IN MARCH, CIVIL society groups across the Pacific — including churches — unveiled a landmark declaration to end fossil fuel expansion in the Pacific region. The Naiuli Declaration provides a moral rudder from Pacific communities to guide the international Fossil Fuel Non-Proliferation Treaty.
Pacific Islanders are championing the treaty as a legally binding mechanism to end new exploration and to support the rapid, equitable, and lasting phaseout of fossil fuels, core drivers of climate change and sea-level rise. To date, 12 nations have endorsed the treaty, including fossil fuel-producing countries Timor-Leste and Colombia. In the U.S., Maine, California, and Hawaii have also endorsed the treaty.

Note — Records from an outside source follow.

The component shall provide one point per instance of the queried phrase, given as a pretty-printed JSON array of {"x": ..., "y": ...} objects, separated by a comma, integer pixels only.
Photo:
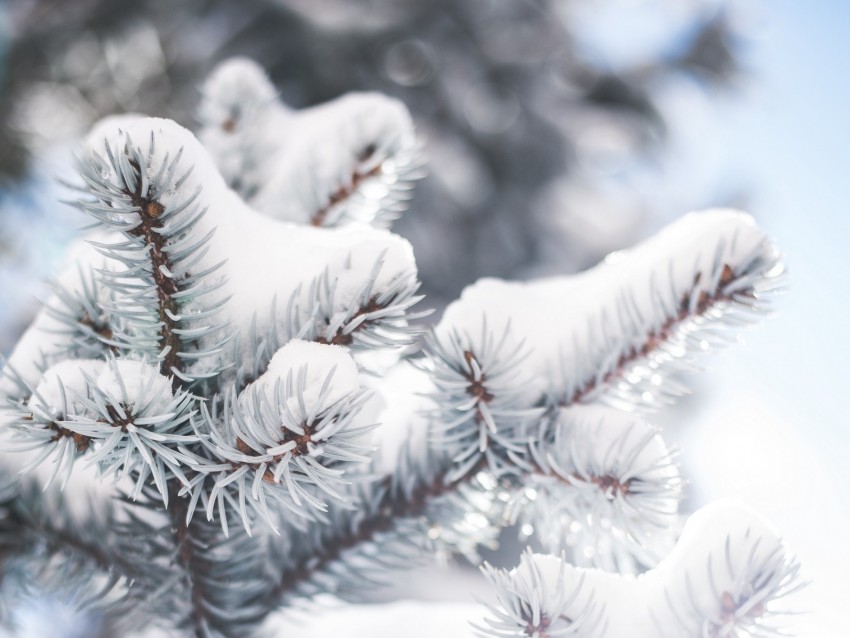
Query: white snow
[
  {"x": 47, "y": 339},
  {"x": 290, "y": 163},
  {"x": 693, "y": 576},
  {"x": 404, "y": 618},
  {"x": 131, "y": 382},
  {"x": 318, "y": 362},
  {"x": 61, "y": 384},
  {"x": 574, "y": 326}
]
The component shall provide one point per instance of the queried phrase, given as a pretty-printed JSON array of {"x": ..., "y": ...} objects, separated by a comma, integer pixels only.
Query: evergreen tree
[{"x": 234, "y": 351}]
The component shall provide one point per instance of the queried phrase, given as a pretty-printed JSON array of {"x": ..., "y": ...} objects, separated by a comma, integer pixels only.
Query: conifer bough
[{"x": 233, "y": 351}]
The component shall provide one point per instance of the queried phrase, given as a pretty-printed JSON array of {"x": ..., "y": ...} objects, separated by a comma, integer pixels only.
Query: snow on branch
[
  {"x": 119, "y": 414},
  {"x": 233, "y": 346},
  {"x": 286, "y": 440},
  {"x": 604, "y": 487},
  {"x": 729, "y": 575},
  {"x": 617, "y": 334},
  {"x": 351, "y": 160}
]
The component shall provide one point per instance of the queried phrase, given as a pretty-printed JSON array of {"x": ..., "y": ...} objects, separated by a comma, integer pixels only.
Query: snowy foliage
[{"x": 234, "y": 352}]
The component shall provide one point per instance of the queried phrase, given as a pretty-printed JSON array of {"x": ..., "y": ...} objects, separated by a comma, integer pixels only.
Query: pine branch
[
  {"x": 353, "y": 160},
  {"x": 729, "y": 574}
]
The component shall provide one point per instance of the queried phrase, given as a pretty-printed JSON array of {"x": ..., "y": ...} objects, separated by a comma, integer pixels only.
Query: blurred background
[{"x": 556, "y": 132}]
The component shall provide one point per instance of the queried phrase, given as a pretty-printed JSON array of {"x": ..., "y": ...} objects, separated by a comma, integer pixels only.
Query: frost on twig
[
  {"x": 234, "y": 352},
  {"x": 729, "y": 575}
]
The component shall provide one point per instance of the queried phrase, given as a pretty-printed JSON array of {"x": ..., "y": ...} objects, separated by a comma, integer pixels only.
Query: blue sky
[{"x": 775, "y": 431}]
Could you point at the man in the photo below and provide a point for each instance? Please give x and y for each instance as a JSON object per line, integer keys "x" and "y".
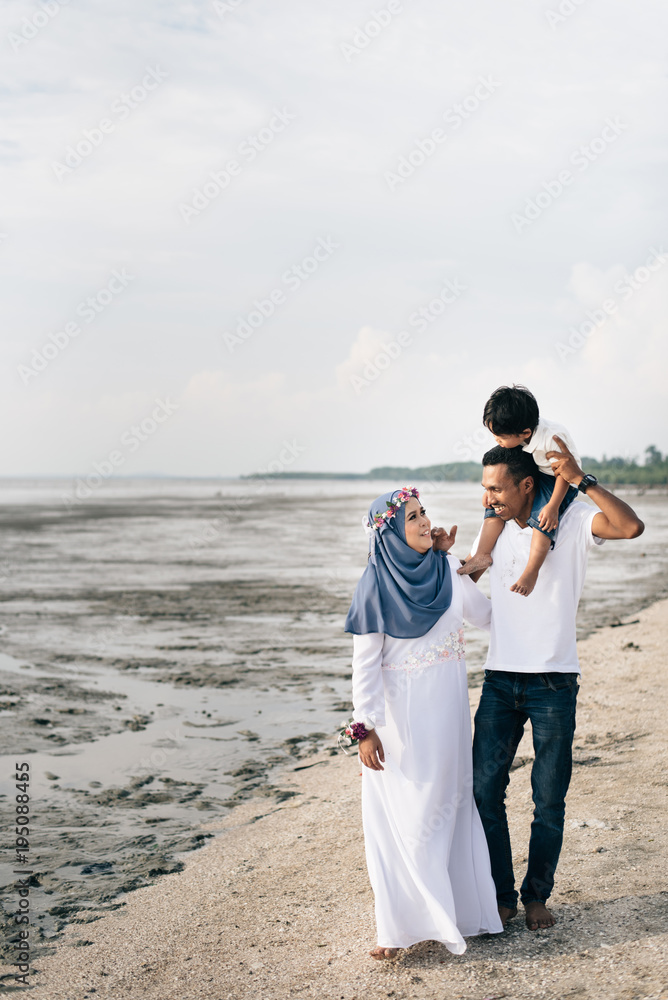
{"x": 532, "y": 666}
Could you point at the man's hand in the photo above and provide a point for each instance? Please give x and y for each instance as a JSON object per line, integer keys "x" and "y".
{"x": 564, "y": 464}
{"x": 549, "y": 517}
{"x": 442, "y": 539}
{"x": 371, "y": 751}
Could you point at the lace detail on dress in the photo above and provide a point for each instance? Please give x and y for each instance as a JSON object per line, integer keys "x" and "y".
{"x": 451, "y": 647}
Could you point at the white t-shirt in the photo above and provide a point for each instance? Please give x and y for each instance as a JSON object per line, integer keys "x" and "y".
{"x": 536, "y": 634}
{"x": 542, "y": 441}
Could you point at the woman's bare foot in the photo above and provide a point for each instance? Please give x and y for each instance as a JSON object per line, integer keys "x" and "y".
{"x": 384, "y": 952}
{"x": 476, "y": 562}
{"x": 526, "y": 583}
{"x": 507, "y": 913}
{"x": 538, "y": 917}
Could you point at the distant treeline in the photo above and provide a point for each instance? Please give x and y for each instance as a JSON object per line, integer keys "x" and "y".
{"x": 621, "y": 471}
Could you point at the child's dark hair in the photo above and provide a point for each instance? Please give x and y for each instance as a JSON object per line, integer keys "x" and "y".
{"x": 511, "y": 410}
{"x": 519, "y": 462}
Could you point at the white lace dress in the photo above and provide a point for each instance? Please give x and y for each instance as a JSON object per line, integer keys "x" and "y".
{"x": 425, "y": 846}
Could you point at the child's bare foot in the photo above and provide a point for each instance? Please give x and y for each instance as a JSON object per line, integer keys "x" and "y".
{"x": 507, "y": 913}
{"x": 475, "y": 563}
{"x": 538, "y": 916}
{"x": 526, "y": 583}
{"x": 384, "y": 952}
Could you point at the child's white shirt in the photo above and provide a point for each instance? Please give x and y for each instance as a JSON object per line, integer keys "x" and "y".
{"x": 542, "y": 441}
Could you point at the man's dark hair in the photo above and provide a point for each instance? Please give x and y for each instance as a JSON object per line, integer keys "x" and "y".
{"x": 520, "y": 463}
{"x": 510, "y": 410}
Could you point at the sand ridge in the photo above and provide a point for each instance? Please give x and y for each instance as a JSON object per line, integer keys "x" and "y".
{"x": 279, "y": 904}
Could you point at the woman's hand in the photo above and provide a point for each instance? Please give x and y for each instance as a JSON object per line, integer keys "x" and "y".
{"x": 371, "y": 751}
{"x": 443, "y": 540}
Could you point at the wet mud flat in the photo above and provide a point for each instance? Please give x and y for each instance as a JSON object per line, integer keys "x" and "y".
{"x": 160, "y": 668}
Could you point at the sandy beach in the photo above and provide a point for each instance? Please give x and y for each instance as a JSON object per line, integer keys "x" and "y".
{"x": 278, "y": 904}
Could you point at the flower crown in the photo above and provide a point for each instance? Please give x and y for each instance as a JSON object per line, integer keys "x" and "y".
{"x": 392, "y": 507}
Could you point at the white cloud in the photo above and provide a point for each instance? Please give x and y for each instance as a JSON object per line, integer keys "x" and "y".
{"x": 325, "y": 175}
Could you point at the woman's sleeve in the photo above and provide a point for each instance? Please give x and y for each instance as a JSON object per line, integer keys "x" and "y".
{"x": 477, "y": 608}
{"x": 368, "y": 689}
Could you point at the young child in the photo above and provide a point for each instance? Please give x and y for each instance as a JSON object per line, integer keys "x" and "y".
{"x": 511, "y": 414}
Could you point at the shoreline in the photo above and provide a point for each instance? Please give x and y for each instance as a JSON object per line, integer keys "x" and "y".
{"x": 278, "y": 903}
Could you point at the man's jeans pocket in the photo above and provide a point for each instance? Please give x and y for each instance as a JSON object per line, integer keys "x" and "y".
{"x": 557, "y": 681}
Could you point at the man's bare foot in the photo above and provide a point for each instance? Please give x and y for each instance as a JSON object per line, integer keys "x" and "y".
{"x": 384, "y": 952}
{"x": 475, "y": 563}
{"x": 526, "y": 583}
{"x": 507, "y": 913}
{"x": 538, "y": 916}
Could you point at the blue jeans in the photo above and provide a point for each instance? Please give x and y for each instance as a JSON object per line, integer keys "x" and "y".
{"x": 507, "y": 701}
{"x": 544, "y": 490}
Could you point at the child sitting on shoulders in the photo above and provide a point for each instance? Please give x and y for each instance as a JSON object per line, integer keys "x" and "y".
{"x": 511, "y": 414}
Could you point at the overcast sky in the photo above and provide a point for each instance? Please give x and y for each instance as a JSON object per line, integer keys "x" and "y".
{"x": 319, "y": 234}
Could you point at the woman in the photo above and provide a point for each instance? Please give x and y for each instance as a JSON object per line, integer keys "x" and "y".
{"x": 425, "y": 846}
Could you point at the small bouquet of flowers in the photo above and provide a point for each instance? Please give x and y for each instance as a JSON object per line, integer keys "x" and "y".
{"x": 350, "y": 735}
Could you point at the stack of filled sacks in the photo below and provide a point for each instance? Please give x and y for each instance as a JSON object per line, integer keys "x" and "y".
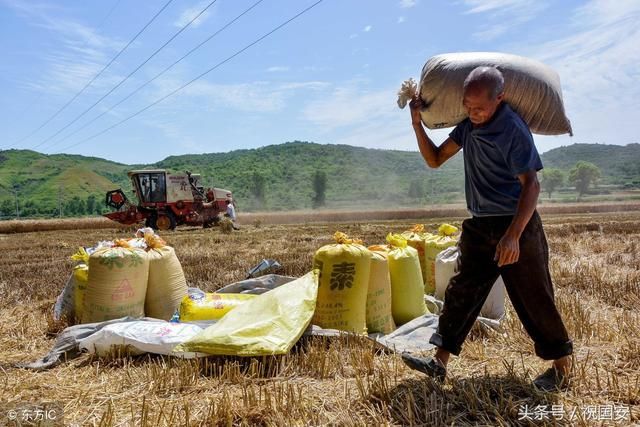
{"x": 345, "y": 269}
{"x": 407, "y": 288}
{"x": 132, "y": 277}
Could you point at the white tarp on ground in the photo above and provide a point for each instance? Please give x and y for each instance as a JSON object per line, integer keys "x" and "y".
{"x": 159, "y": 336}
{"x": 142, "y": 336}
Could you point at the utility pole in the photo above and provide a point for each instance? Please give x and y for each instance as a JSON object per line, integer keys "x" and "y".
{"x": 15, "y": 193}
{"x": 60, "y": 201}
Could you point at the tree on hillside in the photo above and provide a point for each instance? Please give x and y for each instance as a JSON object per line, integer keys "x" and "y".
{"x": 416, "y": 189}
{"x": 320, "y": 188}
{"x": 552, "y": 179}
{"x": 258, "y": 186}
{"x": 91, "y": 204}
{"x": 7, "y": 209}
{"x": 582, "y": 175}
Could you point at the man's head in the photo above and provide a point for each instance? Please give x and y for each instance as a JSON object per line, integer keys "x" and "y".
{"x": 483, "y": 93}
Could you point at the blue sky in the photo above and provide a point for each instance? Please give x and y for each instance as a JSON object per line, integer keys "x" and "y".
{"x": 331, "y": 76}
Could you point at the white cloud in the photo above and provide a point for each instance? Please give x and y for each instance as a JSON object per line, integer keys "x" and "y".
{"x": 81, "y": 53}
{"x": 598, "y": 67}
{"x": 191, "y": 12}
{"x": 277, "y": 68}
{"x": 351, "y": 114}
{"x": 408, "y": 3}
{"x": 502, "y": 16}
{"x": 261, "y": 96}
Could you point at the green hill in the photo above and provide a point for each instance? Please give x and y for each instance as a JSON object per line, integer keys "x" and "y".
{"x": 620, "y": 164}
{"x": 356, "y": 177}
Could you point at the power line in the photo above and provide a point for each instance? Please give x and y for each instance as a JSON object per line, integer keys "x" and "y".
{"x": 94, "y": 77}
{"x": 127, "y": 76}
{"x": 198, "y": 46}
{"x": 198, "y": 77}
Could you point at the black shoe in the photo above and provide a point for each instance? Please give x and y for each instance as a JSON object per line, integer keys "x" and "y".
{"x": 427, "y": 365}
{"x": 552, "y": 380}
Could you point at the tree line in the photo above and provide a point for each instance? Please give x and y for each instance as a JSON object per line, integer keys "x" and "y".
{"x": 582, "y": 176}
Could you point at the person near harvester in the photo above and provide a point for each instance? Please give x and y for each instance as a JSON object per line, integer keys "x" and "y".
{"x": 503, "y": 237}
{"x": 231, "y": 213}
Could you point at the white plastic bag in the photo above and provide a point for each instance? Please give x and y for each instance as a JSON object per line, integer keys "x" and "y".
{"x": 446, "y": 261}
{"x": 143, "y": 336}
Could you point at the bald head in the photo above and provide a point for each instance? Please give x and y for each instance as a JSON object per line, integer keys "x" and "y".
{"x": 487, "y": 79}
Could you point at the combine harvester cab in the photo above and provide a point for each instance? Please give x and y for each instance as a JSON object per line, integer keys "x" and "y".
{"x": 166, "y": 200}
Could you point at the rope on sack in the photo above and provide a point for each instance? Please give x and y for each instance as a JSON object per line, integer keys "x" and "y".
{"x": 397, "y": 240}
{"x": 407, "y": 92}
{"x": 343, "y": 239}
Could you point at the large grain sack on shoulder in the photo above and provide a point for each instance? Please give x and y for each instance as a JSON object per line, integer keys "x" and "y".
{"x": 446, "y": 268}
{"x": 416, "y": 239}
{"x": 167, "y": 285}
{"x": 117, "y": 284}
{"x": 434, "y": 244}
{"x": 379, "y": 315}
{"x": 344, "y": 281}
{"x": 407, "y": 288}
{"x": 531, "y": 88}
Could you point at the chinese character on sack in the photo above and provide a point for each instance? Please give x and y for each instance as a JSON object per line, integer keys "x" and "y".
{"x": 590, "y": 412}
{"x": 621, "y": 413}
{"x": 342, "y": 275}
{"x": 557, "y": 412}
{"x": 318, "y": 264}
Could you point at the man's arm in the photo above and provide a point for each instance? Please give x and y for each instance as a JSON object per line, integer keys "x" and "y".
{"x": 508, "y": 249}
{"x": 434, "y": 156}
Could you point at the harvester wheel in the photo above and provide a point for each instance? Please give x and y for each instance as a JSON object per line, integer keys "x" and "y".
{"x": 163, "y": 221}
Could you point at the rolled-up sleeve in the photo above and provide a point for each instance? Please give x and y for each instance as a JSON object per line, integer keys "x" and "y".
{"x": 457, "y": 134}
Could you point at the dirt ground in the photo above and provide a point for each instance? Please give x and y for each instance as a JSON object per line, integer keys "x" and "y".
{"x": 595, "y": 264}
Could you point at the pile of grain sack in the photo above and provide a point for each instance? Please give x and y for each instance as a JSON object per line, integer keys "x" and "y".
{"x": 377, "y": 288}
{"x": 126, "y": 277}
{"x": 136, "y": 277}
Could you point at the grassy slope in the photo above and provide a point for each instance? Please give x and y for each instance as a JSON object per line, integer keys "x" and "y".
{"x": 354, "y": 174}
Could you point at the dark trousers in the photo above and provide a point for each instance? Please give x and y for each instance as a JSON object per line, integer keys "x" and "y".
{"x": 528, "y": 285}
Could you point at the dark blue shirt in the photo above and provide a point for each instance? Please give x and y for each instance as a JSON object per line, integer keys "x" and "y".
{"x": 494, "y": 155}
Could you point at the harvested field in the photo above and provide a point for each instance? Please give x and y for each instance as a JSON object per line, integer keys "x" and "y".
{"x": 595, "y": 263}
{"x": 318, "y": 216}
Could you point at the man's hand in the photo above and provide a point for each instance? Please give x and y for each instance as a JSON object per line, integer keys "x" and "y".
{"x": 416, "y": 105}
{"x": 508, "y": 249}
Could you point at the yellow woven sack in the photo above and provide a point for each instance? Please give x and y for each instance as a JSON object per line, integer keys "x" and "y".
{"x": 80, "y": 277}
{"x": 344, "y": 281}
{"x": 379, "y": 316}
{"x": 210, "y": 306}
{"x": 435, "y": 244}
{"x": 167, "y": 285}
{"x": 416, "y": 239}
{"x": 269, "y": 324}
{"x": 117, "y": 284}
{"x": 407, "y": 288}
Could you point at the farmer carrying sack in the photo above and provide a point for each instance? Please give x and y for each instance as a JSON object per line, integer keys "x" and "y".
{"x": 532, "y": 89}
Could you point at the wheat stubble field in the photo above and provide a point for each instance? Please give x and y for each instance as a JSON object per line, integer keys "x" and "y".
{"x": 595, "y": 263}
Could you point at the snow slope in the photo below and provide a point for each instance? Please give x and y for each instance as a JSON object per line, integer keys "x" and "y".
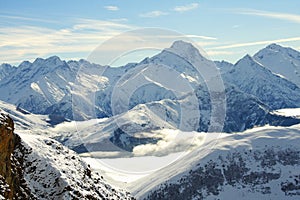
{"x": 252, "y": 78}
{"x": 262, "y": 163}
{"x": 52, "y": 171}
{"x": 281, "y": 60}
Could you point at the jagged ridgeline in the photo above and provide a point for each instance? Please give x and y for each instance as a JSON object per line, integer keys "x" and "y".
{"x": 252, "y": 88}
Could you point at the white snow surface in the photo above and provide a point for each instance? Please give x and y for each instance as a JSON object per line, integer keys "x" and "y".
{"x": 255, "y": 139}
{"x": 53, "y": 171}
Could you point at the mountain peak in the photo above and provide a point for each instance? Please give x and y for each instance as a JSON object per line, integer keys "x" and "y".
{"x": 185, "y": 50}
{"x": 182, "y": 45}
{"x": 274, "y": 46}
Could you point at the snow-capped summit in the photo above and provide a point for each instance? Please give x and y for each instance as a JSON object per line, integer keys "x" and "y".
{"x": 273, "y": 90}
{"x": 6, "y": 70}
{"x": 186, "y": 50}
{"x": 281, "y": 60}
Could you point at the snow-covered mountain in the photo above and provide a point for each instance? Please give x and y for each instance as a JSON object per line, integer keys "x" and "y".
{"x": 281, "y": 60}
{"x": 80, "y": 90}
{"x": 252, "y": 78}
{"x": 262, "y": 163}
{"x": 6, "y": 70}
{"x": 36, "y": 167}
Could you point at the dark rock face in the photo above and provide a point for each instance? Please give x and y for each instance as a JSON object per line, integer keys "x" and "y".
{"x": 212, "y": 177}
{"x": 12, "y": 183}
{"x": 29, "y": 173}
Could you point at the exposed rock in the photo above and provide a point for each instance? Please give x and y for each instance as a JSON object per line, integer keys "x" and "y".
{"x": 12, "y": 183}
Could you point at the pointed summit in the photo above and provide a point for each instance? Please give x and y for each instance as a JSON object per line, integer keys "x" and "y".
{"x": 185, "y": 50}
{"x": 183, "y": 46}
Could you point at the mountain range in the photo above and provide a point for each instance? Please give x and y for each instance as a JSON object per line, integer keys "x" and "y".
{"x": 125, "y": 110}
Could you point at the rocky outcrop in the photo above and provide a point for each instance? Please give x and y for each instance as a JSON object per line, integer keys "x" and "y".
{"x": 12, "y": 183}
{"x": 36, "y": 167}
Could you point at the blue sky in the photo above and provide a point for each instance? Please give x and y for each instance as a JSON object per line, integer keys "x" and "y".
{"x": 73, "y": 29}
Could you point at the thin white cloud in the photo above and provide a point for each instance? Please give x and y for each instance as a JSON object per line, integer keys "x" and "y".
{"x": 155, "y": 13}
{"x": 202, "y": 37}
{"x": 15, "y": 17}
{"x": 187, "y": 7}
{"x": 111, "y": 8}
{"x": 257, "y": 43}
{"x": 28, "y": 42}
{"x": 275, "y": 15}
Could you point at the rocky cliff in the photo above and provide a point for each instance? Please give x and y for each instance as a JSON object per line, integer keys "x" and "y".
{"x": 36, "y": 167}
{"x": 12, "y": 184}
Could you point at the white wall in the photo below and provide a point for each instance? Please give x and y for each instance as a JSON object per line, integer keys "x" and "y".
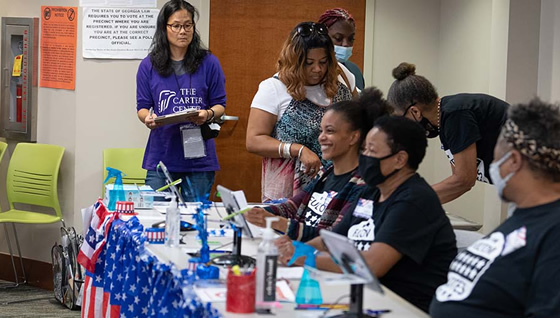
{"x": 549, "y": 46}
{"x": 460, "y": 46}
{"x": 472, "y": 50}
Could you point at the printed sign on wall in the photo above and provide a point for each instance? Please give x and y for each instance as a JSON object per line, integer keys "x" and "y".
{"x": 118, "y": 33}
{"x": 59, "y": 28}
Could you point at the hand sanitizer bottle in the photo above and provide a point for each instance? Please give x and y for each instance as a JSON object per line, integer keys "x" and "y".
{"x": 267, "y": 258}
{"x": 172, "y": 223}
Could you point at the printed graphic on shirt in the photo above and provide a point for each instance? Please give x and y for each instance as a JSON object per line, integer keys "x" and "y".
{"x": 364, "y": 209}
{"x": 317, "y": 205}
{"x": 479, "y": 166}
{"x": 467, "y": 268}
{"x": 185, "y": 99}
{"x": 362, "y": 234}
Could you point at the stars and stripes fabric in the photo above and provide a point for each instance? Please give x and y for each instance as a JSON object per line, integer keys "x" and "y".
{"x": 127, "y": 280}
{"x": 97, "y": 221}
{"x": 94, "y": 298}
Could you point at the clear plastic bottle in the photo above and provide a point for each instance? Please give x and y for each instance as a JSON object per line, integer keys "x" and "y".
{"x": 172, "y": 223}
{"x": 267, "y": 258}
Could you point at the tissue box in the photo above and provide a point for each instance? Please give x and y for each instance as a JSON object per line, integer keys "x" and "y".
{"x": 132, "y": 194}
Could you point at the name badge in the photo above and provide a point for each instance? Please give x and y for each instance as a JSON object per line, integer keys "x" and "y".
{"x": 364, "y": 208}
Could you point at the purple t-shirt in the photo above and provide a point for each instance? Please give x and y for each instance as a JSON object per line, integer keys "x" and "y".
{"x": 167, "y": 95}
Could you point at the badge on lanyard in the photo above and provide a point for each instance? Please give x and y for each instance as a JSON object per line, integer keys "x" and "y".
{"x": 364, "y": 208}
{"x": 193, "y": 144}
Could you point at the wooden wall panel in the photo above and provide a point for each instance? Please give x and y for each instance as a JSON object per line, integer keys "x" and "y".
{"x": 246, "y": 36}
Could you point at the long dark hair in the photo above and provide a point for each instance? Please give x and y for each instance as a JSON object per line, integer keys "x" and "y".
{"x": 160, "y": 54}
{"x": 291, "y": 63}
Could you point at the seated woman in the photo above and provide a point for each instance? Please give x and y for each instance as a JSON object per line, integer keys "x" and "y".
{"x": 515, "y": 270}
{"x": 325, "y": 201}
{"x": 404, "y": 234}
{"x": 287, "y": 109}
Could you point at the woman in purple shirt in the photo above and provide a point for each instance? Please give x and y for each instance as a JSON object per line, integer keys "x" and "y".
{"x": 179, "y": 74}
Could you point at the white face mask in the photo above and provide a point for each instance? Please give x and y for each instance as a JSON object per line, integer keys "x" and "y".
{"x": 497, "y": 179}
{"x": 342, "y": 53}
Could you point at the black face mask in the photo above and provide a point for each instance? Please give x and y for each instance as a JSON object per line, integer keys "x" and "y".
{"x": 431, "y": 130}
{"x": 370, "y": 170}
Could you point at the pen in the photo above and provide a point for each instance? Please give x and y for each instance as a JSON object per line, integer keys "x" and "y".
{"x": 321, "y": 307}
{"x": 165, "y": 187}
{"x": 377, "y": 312}
{"x": 236, "y": 213}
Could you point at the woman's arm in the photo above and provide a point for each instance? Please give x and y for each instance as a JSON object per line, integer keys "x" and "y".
{"x": 147, "y": 118}
{"x": 210, "y": 114}
{"x": 259, "y": 141}
{"x": 463, "y": 177}
{"x": 380, "y": 257}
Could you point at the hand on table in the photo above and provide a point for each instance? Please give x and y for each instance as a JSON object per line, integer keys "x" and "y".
{"x": 286, "y": 250}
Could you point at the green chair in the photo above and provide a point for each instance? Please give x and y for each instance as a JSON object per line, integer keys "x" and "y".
{"x": 32, "y": 179}
{"x": 128, "y": 161}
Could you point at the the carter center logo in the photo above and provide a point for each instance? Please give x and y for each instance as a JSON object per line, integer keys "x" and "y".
{"x": 164, "y": 97}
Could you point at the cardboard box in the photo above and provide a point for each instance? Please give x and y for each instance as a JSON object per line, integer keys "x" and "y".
{"x": 132, "y": 194}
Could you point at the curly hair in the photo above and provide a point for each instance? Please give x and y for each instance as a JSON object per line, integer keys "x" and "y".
{"x": 363, "y": 110}
{"x": 291, "y": 63}
{"x": 160, "y": 53}
{"x": 409, "y": 88}
{"x": 534, "y": 130}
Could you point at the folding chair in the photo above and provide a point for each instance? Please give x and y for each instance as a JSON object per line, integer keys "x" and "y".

In envisioning our fossil free future, the Naiuli Declaration carries the twin aspects of vulnerability and resilience (the term Na i Uli draws from indigenous Fijian words for the steering oar in traditional double-hulled ocean canoes). There is the vulnerability of communities facing an existential crisis caused by climate change, putting at risk livelihoods, culture, our deep spiritual relationship with land and ocean, and the possibility for climate-induced displacement. The sense of exile evoked by this vulnerability resonates with the psalmist, who laments: “For there our captors asked of us songs, and our tormentors asked for mirth, saying, ‘Sing us one of the songs of Zion!’ How could we sing the Lord’s song in a foreign land?” (Psalm 137:3-4).